Forschungsthemen

Abb. 1: Transkription eines Reisstärlinglieds von Ferdinand S. Mathews (1904), Field Book of Wild Birds and  eir Music: A Description of the Character and Music of Birds. New York: Putnam, S. 51.

Nr 47
Wissenschaftliche Ergebnisse und musikalische Ohren: Klangdiagramme von Feld-Tonaufnahmen
In seinem aktuellen Projekt untersucht Joeri Bruyninckx, wie Wissenschaftler bei der Aufnahme von Vogelstimmen in der Vergangenheit mit Musikern und Rundfunkleuten zusammengearbeitet haben.

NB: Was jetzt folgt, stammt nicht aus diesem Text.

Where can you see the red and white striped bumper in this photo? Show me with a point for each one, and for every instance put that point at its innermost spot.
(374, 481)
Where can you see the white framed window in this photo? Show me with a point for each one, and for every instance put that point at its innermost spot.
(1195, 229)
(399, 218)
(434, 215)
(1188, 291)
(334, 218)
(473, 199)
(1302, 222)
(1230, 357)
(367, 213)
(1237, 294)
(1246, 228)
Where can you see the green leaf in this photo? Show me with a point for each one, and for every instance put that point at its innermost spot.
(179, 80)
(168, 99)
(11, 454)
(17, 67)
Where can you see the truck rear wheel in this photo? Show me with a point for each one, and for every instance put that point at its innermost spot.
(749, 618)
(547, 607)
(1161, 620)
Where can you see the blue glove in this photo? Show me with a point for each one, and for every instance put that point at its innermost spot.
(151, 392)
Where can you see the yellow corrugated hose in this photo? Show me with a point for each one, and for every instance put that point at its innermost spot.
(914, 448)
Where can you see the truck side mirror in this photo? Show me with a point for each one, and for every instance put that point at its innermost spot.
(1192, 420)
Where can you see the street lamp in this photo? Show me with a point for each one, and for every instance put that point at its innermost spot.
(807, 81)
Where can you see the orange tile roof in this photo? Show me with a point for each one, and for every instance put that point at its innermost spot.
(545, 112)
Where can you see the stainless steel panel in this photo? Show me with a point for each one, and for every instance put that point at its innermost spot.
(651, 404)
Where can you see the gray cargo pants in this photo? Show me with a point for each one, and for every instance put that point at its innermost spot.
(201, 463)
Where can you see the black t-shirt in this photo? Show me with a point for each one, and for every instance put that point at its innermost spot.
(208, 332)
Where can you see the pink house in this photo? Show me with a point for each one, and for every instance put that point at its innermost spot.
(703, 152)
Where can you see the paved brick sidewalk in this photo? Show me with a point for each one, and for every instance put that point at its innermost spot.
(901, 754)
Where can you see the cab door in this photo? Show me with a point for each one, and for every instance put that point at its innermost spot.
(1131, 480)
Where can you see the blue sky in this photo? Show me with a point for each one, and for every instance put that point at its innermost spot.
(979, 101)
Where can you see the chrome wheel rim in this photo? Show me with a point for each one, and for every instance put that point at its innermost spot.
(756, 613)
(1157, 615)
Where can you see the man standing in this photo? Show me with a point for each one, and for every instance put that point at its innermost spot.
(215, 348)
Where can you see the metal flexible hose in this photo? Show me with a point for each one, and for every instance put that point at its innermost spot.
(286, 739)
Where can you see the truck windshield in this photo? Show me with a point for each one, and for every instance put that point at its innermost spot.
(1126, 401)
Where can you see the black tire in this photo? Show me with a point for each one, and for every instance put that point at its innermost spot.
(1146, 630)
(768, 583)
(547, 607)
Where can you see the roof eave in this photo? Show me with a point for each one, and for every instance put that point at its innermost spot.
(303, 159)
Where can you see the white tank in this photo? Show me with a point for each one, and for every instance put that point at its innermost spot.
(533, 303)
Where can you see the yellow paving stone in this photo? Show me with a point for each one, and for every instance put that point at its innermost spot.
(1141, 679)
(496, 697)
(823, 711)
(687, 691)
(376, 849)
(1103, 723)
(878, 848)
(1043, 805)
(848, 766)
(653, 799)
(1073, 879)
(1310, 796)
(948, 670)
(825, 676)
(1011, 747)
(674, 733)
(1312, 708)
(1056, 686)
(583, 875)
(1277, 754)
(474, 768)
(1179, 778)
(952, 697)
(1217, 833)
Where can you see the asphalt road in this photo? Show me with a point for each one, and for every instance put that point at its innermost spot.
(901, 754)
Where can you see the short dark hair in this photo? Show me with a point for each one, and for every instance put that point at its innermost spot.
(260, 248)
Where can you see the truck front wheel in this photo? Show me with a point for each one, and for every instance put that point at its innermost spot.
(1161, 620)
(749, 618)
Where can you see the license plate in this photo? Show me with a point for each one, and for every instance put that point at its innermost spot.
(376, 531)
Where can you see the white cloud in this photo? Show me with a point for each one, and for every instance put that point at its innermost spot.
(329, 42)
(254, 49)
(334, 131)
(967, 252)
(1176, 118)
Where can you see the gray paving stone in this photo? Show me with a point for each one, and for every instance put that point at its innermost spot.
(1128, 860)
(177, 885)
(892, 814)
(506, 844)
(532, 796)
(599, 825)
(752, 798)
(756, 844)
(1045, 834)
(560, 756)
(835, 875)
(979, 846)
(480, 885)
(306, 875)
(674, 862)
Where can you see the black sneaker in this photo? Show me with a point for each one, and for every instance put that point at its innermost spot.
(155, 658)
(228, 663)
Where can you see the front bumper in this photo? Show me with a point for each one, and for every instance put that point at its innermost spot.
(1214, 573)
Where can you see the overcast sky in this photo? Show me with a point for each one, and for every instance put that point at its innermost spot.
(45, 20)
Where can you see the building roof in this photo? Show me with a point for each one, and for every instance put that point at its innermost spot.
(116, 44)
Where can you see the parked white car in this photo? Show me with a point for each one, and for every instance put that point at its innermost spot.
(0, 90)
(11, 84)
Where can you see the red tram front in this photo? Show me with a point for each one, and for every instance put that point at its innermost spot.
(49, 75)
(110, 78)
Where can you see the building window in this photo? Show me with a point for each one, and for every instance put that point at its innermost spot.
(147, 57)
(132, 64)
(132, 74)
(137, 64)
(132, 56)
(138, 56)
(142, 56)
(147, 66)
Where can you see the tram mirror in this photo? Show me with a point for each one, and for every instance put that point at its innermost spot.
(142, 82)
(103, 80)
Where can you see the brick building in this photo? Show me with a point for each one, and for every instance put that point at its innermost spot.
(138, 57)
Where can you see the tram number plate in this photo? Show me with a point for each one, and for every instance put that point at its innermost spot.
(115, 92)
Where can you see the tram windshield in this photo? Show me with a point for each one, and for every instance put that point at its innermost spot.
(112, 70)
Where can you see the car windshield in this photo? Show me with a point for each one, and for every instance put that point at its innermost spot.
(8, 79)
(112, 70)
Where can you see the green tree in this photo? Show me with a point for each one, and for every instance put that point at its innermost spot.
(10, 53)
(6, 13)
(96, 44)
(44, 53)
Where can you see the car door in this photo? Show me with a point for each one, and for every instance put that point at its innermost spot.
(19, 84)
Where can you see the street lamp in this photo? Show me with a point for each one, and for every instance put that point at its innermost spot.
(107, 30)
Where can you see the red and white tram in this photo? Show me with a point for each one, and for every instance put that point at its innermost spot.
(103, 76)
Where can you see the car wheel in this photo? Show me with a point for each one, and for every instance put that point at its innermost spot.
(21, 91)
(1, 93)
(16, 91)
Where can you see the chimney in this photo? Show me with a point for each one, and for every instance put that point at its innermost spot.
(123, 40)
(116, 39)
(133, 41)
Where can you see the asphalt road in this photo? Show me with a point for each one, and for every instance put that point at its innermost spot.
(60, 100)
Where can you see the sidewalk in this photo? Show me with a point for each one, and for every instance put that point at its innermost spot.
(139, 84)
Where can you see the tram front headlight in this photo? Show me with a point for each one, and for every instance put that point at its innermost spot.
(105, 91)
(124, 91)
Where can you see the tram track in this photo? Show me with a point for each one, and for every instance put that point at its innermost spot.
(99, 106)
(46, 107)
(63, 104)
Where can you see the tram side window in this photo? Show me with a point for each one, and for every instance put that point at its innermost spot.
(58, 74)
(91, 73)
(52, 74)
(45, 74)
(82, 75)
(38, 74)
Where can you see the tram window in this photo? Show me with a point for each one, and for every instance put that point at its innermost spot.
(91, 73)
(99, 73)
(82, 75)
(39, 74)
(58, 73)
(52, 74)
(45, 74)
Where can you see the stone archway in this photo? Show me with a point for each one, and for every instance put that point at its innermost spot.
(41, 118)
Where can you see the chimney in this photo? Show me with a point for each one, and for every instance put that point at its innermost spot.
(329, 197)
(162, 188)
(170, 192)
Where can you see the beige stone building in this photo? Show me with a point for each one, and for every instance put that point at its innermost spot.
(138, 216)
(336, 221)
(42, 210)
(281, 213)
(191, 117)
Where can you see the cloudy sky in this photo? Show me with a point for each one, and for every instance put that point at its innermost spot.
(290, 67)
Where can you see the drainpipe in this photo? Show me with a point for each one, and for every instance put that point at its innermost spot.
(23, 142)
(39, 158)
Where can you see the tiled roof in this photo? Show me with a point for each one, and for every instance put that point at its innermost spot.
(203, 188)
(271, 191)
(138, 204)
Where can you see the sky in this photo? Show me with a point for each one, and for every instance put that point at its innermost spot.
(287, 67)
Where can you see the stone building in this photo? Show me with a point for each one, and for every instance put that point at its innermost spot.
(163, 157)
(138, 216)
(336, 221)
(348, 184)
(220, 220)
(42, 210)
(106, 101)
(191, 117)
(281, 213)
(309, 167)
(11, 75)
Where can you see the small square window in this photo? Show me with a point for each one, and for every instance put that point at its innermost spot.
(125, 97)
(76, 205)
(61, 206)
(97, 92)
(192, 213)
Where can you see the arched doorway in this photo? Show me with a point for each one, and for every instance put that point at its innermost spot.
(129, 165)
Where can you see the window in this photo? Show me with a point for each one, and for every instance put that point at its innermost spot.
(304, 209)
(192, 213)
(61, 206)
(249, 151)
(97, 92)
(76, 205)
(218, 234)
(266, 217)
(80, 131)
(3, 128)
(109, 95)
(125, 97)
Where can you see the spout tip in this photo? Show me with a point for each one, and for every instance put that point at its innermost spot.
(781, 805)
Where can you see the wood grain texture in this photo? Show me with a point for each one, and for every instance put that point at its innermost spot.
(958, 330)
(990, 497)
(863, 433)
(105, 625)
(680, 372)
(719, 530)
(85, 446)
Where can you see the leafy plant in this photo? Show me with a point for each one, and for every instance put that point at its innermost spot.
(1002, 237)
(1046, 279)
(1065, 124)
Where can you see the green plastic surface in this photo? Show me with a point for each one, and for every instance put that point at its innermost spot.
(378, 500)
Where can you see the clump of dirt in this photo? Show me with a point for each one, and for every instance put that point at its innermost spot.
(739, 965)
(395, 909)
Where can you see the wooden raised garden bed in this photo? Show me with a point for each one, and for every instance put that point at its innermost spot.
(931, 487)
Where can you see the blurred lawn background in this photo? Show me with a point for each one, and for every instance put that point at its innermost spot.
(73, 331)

Tsit-tsit-tsit-schit-schit-schitsu-schitsurria! Solche unsinnigen Silben werden traditionell verwendet, um das einfache Lied des Buchfinken einzufangen, häufig zur Verzweiflung von Anfängern der Vogelbeobachtung ebenso wie von sachkundigen Ornithologen. Schließlich darf es nicht mit dem Tülip-tülip-tülip tschidi-trü tschidi-trü tschidi-trü didi-didi-didi der Singdrossel verwechselt werden. „Jeder Vogel singt sein eigenes Lied“, besagt eine abgedroschene Redensart, und seit Ende des neunzehnten Jahrhunderts haben Vogelbeobachter, Naturforscher und Biologen versucht, diese Lieder aufzuschreiben und anhand dessen grundlegende Fragen über die Verständigung, das Verhalten und die Entwicklung von Vögeln zu beantworten. Doch dieses wissenschaftliche Kuriosum stammt aus einer Zeit weit vor den heutzutage anerkannten Verfahren, um diese bekanntlich flüchtigen Sinneseindrücke mit hinreichender Genauigkeit festzuhalten und zu untersuchen.

Mein aktuelles Buchprojekt geht der Geschichte von Feld-Tonaufnahmen und ihrer Verwandlung in ein wissenschaftliches Verfahren zur Untersuchung der biologischen Welt nach. Es betrachtet die Entwicklung von den 1880er- bis zu den 1980er-Jahren, die zu Schauplätzen wie dem Laboratory of Ornithology der Cornell University, der British Broadcasting Corporation (BBC) und dem Department of Zoology an der Cambridge University sowie öffentlichen Parks, zoologischen Gärten und entlegenen Feldstätten führt, und untersucht, wie Feldornithologen, Ethologen und Bioakustiker ihre Verwendung von neuen Medientechnologien als eine Möglichkeit, Klang  darzustellen und weiterzugeben, rechtfertigten; wie sie solche flüchtigen Vokalisationen zu Gegenständen wissenschaftlicher Untersuchung ordneten; und wie sich durch sie das Lauschen auf die Natur verändert hat, sowohl für die Wissenschaftler als auch für ihre Zuhörerschaft insgesamt. Diese Fragen bringen in die Forschungsgruppe „Epistemes of Modern Acoustics“ zum einen das Interesse an den kulturellen und materiellen Verfahren ein, die zu neuen Einblicken in die Natur und Wahrnehmung von Klang verhalfen, und zum anderen an der Rolle von akustischen Strategien bei der Herstellung von wissenschaftlichem Wissen.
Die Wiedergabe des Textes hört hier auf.